Has the search for the modern relatives of Flores Island’s Homo floresiensis turned into a hoax-hunt? Everything that scientists thought about human evolution changed in 1856 after the first fossil evidence of ancestral human forms was discovered by quarrymen in the Neander Valley in Germany, sparking great debate about the then unknown evolution of our species. The discovery of this Neanderthal skull marked the beginning of human paleontology and it also initiated a volume of new questions pertaining to how many other early human ancestors were out there, still awaiting discovery.
Professor Johann Karl Fuhlrott discovered the skull of “Neanderthal 1” in the Feldhofer Cave in Germany in 1856, and it was radiocarbon dated to 40,000 years ago. (Public Domain).
Discovering Fossils
A modicum of evolutionary clarity was achieved after 1868 when archaeologist François Berthoumeyrou unearthed the remains of early modern humans at the now famous Cro-Magnon rock shelter, Les Eyzies de Tayac, Dordogne, France. These fossils represented the first widely accepted evidence of early Homo sapiens and today more than 6,000 human fossils have been discovered that together tell the story of our development over the last seven million years of human evolution. Incidentally, the seven million years reference comes from the 2001 discovery of a partial fossil leg bone and two forearm bones in the central African nation of Chad, that represent the earliest known hominid which around seven million years ago both walked upright and climbed in the trees.
Cro-Magnon rock shelter. A commemorative marble plaque reads, "Shelter of Cro-Magnon: Here in 1868 Cro-Magnon men were discovered by François Berthoumeyrou". (Sémhur / CC BY-SA 4.0)
While seven million years might sound like a significant period of time it was shown to be but a scratch on the surface of the cosmic clock, when in 2017 a team of researchers at UCLA and the University of Wisconsin–Madison confirmed that microscopic fossils discovered in a nearly 3.5-billion-year-old piece of rock in western Australia are the oldest fossils ever found and indeed the earliest direct evidence of life on earth. While all this is known about the origins of life on earth over the last 150 years, much like today, mainstream newspaper headlines have bent, distorted and greatly steered the course of public perception regarding what actually happened in evolution, to suit their donors and associated political and religious narratives. Therefore, headlines have the ability to make scientists peer over their spectacles and lean in, but more often to bounce newspapers against walls. A recent example of such a controversial scientific headline was when on 21 September 2021 Scientific American announced that Harvard’s leading Professor of Astronomy, Avi Loeb, said he “thinks we should study UFOs”. This one was only three years after the 26 October 2018-headline about Loeb’s earlier scientific paper exploring the possibility of “Oumuamua being an artificial thin solar sail from an ancient craft.”

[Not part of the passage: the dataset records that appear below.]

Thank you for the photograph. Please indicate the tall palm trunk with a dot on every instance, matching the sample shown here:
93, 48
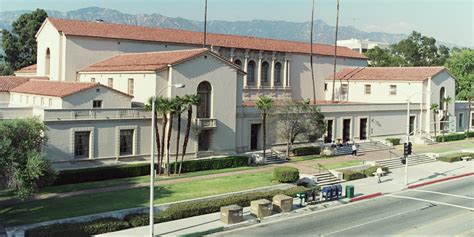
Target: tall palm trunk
157, 134
186, 136
177, 143
163, 131
168, 143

Artist's rendering of Oumuamua. ( ESO/CC BY-SA 4.0)
But long before Dr. Avi Loeb announced his willingness to consider the existence of ancient alien space travelers -which challenges scientific assumptions about the size of the universe and how space time works - Dr. Josiah Dwight Whitney, another leading Harvard professor, and chief of the California Geological Survey (1860–1874), brought the world’s scientific community to its knees when he publicly endorsed a skull as “proof of humans living in North America during the Pliocene epoch 5.3 to 2.6 million years ago.” It was around six million years ago that one of our earliest-known ancestors, Sahelanthropus, began slowly transitioning from its ape-like movement, but Homo sapiens would not show up for more than five million years, so Dr. Whitney’s claim that upright humans populated North America at this time was sensational, to say the least. The highly-controversial fossil, known as the ‘Calaveras Skull’ was allegedly discovered by a team of gold miners in February 1866 in the county of Calaveras, California. They claimed it was unearthed at around 39 meters (127.95 feet) deep, but Dr. Whitney failed to verify this for himself. The entire claim collapsed, along with Dr. Whitney’s reputation, only three years later when the San Francisco Chronicle presented the confession of a gold miner who told them the skull was “dug up from another site and reburied as a practical joke”.